Since this play is an idyll, Shakespeare does not, after the first act, focus on the evil. Indeed, he keeps it as far from the action as possible. Once we are in the Forest of Arden, we see Oliver only after he is already converted, and the danger of his evil has passed. Similarly, we hear of the Duke’s incursion into the forest at the same time as we hear of his conversion: the encroaching evil has vanished even before we get to hear of it.

It is not surprising that Shakespeare should keep the dark shadows of evil so firmly in the background in this the sunniest of all his plays; but such a vision of evil is very different from the one presented in his tragedies – in Macbeth, say. In As You Like It, evil is an external force, almost an illness, which may infect a person, but which is not an integral part of that person. In a work such as Macbeth, however, evil is not the monster out there, but, rather, the monster that resides within. In all these tragic masterpieces, the capacity for evil is presented as an innate aspect of our human condition: our ability to be evil is, in short, one of the features that make us human.
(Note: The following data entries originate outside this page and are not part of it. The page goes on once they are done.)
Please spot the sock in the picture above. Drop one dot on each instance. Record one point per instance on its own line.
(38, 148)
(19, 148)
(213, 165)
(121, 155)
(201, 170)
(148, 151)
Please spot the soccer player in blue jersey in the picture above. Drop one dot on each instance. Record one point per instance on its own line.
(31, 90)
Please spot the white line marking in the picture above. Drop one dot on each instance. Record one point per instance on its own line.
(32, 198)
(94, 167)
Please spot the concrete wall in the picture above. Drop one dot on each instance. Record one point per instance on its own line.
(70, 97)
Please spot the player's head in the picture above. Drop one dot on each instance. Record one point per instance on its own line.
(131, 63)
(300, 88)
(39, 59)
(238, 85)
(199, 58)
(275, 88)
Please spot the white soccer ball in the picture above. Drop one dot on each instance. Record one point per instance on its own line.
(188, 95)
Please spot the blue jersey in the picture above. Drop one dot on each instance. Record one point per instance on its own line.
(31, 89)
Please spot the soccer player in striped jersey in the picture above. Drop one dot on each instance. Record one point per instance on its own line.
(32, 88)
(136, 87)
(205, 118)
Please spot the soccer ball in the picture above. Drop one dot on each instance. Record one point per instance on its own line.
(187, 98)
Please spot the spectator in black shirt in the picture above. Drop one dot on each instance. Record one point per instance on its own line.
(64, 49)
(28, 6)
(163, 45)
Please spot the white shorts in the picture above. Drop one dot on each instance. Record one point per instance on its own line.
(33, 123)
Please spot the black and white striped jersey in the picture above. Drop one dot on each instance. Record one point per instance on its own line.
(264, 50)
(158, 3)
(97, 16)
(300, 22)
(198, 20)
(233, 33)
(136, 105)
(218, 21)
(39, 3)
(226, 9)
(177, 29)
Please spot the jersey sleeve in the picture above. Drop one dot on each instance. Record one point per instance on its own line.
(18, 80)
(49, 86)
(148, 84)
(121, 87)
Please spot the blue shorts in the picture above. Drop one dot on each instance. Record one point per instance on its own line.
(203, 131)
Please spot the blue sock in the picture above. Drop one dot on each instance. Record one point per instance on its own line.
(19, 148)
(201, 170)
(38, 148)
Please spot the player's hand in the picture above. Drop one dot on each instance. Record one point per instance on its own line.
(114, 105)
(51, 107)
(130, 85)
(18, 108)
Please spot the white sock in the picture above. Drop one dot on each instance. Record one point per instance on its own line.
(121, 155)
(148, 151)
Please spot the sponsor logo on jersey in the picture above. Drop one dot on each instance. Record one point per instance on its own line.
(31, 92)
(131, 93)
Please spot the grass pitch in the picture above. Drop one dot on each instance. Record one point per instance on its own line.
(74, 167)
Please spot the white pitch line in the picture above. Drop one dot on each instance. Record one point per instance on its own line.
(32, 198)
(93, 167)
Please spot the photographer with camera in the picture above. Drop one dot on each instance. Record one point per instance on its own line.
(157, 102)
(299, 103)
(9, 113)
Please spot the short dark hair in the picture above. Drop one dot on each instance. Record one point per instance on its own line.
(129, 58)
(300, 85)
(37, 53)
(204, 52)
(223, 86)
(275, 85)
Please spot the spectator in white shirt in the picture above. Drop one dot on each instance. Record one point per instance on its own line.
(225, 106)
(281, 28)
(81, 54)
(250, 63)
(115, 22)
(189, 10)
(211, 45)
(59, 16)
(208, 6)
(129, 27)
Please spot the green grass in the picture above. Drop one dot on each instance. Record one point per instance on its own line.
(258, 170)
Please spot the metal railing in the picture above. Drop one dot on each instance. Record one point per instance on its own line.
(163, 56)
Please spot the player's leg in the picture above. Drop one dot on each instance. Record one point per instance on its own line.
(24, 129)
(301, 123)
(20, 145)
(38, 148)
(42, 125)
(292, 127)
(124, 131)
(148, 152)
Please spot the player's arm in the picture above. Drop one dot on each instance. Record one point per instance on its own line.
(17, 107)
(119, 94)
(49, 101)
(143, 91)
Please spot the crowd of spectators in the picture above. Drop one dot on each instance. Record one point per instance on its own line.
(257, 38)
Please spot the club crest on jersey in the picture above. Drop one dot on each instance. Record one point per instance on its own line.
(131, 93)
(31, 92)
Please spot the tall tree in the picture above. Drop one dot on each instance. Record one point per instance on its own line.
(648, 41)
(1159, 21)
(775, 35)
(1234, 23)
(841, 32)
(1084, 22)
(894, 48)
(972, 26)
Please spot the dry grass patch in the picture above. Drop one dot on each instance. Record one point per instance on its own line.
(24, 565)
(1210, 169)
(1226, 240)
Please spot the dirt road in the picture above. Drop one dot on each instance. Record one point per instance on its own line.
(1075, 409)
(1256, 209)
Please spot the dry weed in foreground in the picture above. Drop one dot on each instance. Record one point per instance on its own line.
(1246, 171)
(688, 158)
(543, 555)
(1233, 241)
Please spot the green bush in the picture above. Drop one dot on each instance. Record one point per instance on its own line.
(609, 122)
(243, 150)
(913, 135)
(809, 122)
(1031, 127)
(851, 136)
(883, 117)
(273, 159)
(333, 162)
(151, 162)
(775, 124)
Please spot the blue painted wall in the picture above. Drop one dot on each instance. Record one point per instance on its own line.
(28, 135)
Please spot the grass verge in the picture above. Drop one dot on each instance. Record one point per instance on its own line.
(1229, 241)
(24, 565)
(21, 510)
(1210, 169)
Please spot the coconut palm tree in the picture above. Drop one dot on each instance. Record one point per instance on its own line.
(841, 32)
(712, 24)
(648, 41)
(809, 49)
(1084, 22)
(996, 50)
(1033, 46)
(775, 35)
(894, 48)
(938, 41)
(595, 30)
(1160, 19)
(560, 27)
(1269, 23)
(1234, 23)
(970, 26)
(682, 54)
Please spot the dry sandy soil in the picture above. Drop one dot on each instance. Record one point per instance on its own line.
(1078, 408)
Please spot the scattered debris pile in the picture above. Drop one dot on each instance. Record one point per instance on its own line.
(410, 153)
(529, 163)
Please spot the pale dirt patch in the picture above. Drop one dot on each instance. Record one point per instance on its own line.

However, in his very late play, The Winter’s Tale, Shakespeare seemed to return to the way he had viewed evil in As You Like It: once again, it is seen as an external force, a sort of illness that infects us, and from which it is possible to be cured. Macbeth or Lady Macbeth cannot be cured of their evil: what’s done cannot be undone; but Leontes’ case is different – his evil departs as mysteriously as it had appeared. And there seems to me in As You Like It something very Leontes-like both in the usurping duke and in Oliver: they are evil for reasons not apparent; but then they are “cured”, and the evil disappears completely. Indeed, it is hard not to see the usurping duke very much as a prototype of Leontes when we see him banishing Rosalind on the pain of death, or when he threatens Oliver: mere anarchy seems loosed upon the world.

At the end of the The Winter’s Tale, the vision is darker than in As You Like It, and the joy is subdued. Perdita, she who had been lost, is restored, and Hermione, in a prefiguring of the Resurrection itself, returns from the dead. But Mamilius remains dead; and there can be no recompense for the lost years, for all the immense suffering that the illness of evil has brought into the world, both to those it had infected, and to those it hadn’t.

All this is very far from the world of As You Like It. Here, evil is kept on the sidelines of the action, very much out of view, and when it vanishes, it does so without leaving a mark behind. And if such a vision of life does not give us quite the richness of Twelfth Night (which, I must admit, still seems to me the greater work), it communicates nonetheless a formidable charm, and, perhaps, teaches us that our life, such as it is, is more to be valued than to be lamented. All in the end are here reconciled – except Jaques, who scorns the very idea.